Prioritising personal and professional development depends on a number of factors.
Initially, it is necessary to decide which areas are urgent, as to those which are important. A person taking on a completely new role may need to be trained in a specific area before they can be left to carry out the role unsupervised. It may also mean that staff shortages, perhaps for illness or a general lack of available labour, mean that the PDP needs to be revised to suit the organisations requirements.
A very basic example of this in my own business sector would be that any member of staff required to go onto an active construction site would need to be trained in the relevant procedures of CSCS of CSCS to prove they have the training and qualifications required to carry out their job.

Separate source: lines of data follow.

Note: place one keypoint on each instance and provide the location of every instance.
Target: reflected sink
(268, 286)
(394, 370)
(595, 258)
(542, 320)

This would be before they were even allowed to commence training as an Asbestos Operative, so CSCS training would be an urgent requirement over important.
In perhaps a more complex example, it may be decided that an Operative has good potential to move onto a Supervisor role, which occurred recently in my company. It was therefore important to us to focus on the long term objectives for this employee which involved him receiving more complex training over the period of a year whilst working closely with the management team as a group of experienced mentors.
The day-to-day pressures of the working environment as well as meeting deadline means that personal professional development may have to be reorganised to adjust for the priorities of an organisation. Factors outside of work may also have an effect on the prioritisation of a PDP.
Overall, activities need to be prioritised in terms of reasonable achievability within the organisations objectives.